Department of Chemical Engineering, Imperial College London, London SW7 2AZ, United Kingdom.
J Colloid Interface Sci. 2022 Nov;625:328-339. doi: 10.1016/j.jcis.2022.06.034. Epub 2022 Jun 9.
Predicting the surface tension (SFT)-log(c) profiles of hydrocarbon surfactants in aqueous solution is computationally non-trivial, and empirically challenging due to the diverse and complex architecture and interactions of surfactant molecules. Machine learning (ML), combining a data-based and knowledge-based approach, can provide a powerful means to relate molecular descriptors to SFT profiles.

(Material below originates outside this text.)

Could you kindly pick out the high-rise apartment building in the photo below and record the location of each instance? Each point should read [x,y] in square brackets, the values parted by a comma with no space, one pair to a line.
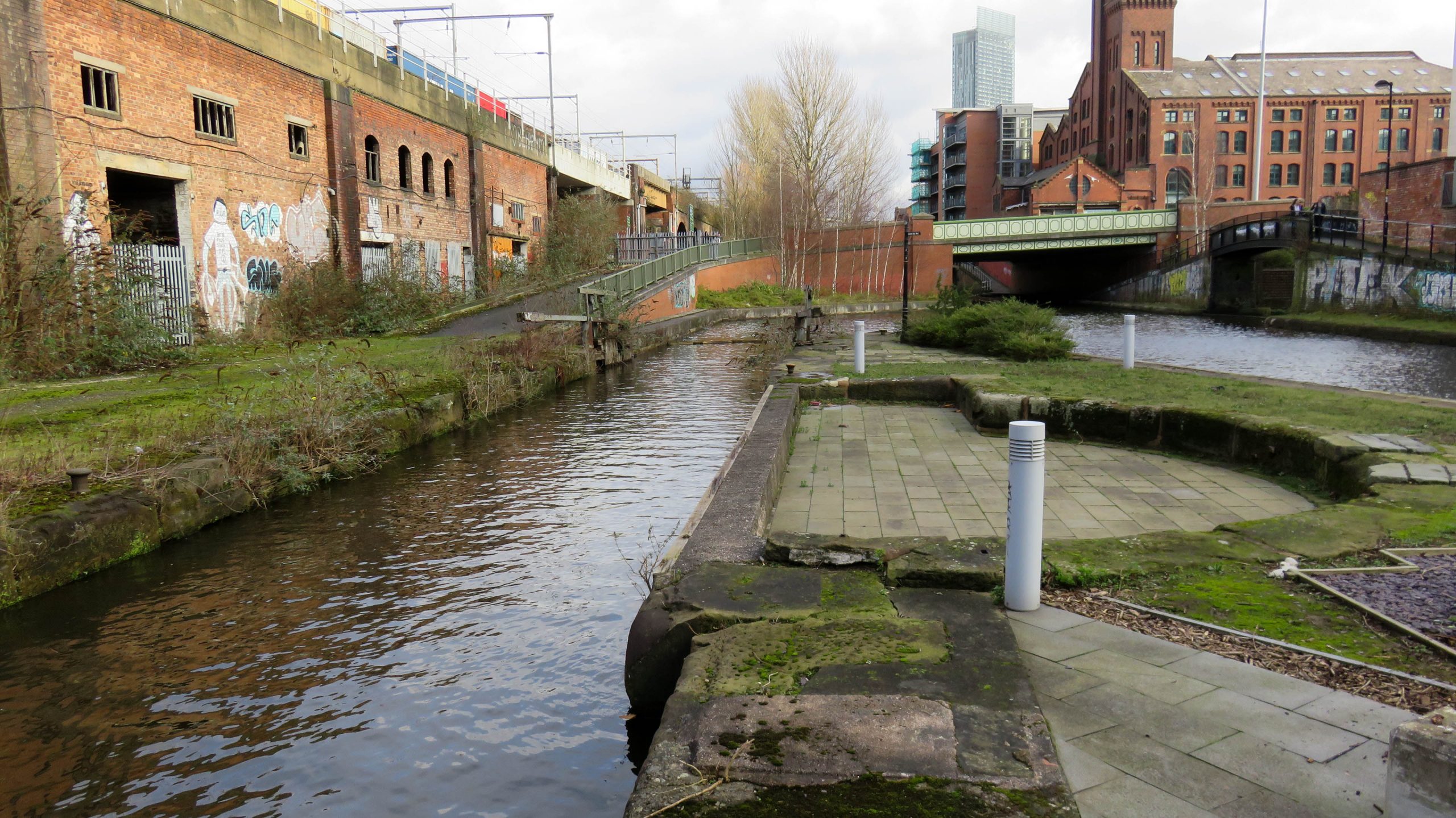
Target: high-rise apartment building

A dataset of SFT for 154 model hydrocarbon surfactants at 20-30 °C is fitted to the Szyszkowski equation to extract three characteristic parameters (Γ,K and critical micelle concentration (CMC)) which are correlated to a series of 2D and 3D molecular descriptors. Key (∼10) descriptors were selected by removing co-correlation, and employing a gradient-boosted regressor model to rank feature importance and carry out recursive feature elimination (RFE). The hyperparameters of each target-variable model were fine-tuned using a randomised cross-validated grid search, to improve predictive ability and reduce overfitting.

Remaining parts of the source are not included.